Sophie lo creyó solo a medias. Su tono de voz daba a entender que nada en aquel lugar estaba «bien». Desde luego, Bassindale no era la clase de urbanización a la que nadie se mudaba por voluntad propia.

– Lo siento -murmuró Sophie con una expresión de compasión verdadera-. Los hombres adultos están los últimos en la lista de aspirantes a conseguir una vivienda protegida. Supongo que les echaron para alojar a una familia con hijos en edad escolar, ¿no?

El hombre se sintió agradecido por la ingenuidad de Sophie.

– Algo así.

– Entonces no me extraña que su padre sufra ataques de pánico. No creo que sea fácil para ninguno de ustedes.

Su amabilidad lo desconcertaba.

– No todo es malo -repuso el hombre a la defensiva-. Al menos tenemos jardín.

Sophie asintió con la cabeza y lo estudió con detenimiento por primera vez. Se trataba de una de esas personas anodinas que carecen de todo rasgo peculiar fácil de identificar a primera vista -excepto la nuez saltarina-, y Sophie se preguntó si lo reconocería si se lo cruzaba por la calle. Incluso su cabello carecía de color, con un tono pelirrojo apagado que nada tenía que ver con los abundantes rizos embreados que cubrían el cuerpo de su padre.

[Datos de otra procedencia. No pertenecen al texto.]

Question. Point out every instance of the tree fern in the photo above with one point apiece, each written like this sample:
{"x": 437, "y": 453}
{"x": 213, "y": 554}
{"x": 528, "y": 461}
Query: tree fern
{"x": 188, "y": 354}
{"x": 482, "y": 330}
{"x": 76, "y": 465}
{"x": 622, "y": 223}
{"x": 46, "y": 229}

– ¿Cómo se llama? -le preguntó.

– Nicholas.

Sophie le dedicó una sonrisa amable.

– Me esperaba algo más polaco.

– Me pusieron Milosz.

– ¿Eso es Nicholas en polaco?

El hombre asintió.

– ¿Y de dónde viene Hollis?

– De mi madre. Era su apellido de soltera. -Hablaba de manera cortante, como si la curiosidad de ella le pareciera indiscreta, y Sophie no pudo por menos que preguntarse por qué razón habrían renunciado él y su padre a un apellido polaco en favor de uno inglés. ¿Sería para facilitar su pronunciación a gente como ella?

Sophie arrancó la receta, se la pasó al hombre y le aconsejó que dejara dormir a su padre el mayor tiempo posible.

– Si puede convencerle de que tengan abiertas algunas ventanas, eso le ayudará -le recomendó-. El aire fresco le irá mucho mejor que ese horno donde está metido ahora. -Sophie se dispuso a levantarse-. Cuando despierte, tal vez deba usted pensar en trasladarlo a una habitación que dé atrás.

El hombre echó una ojeada a la receta antes de dejarla encima de la mesa.

– ¿No lleva medicamentos en el maletín?

– Nunca llevamos cuando venimos a Acid Row. Nos saltarían encima cada vez que abriéramos la puerta del coche. -Sophie vio que el hombre no dejaba de lanzar miradas nerviosas hacia el pasillo-. ¿Qué ocurre? -preguntó.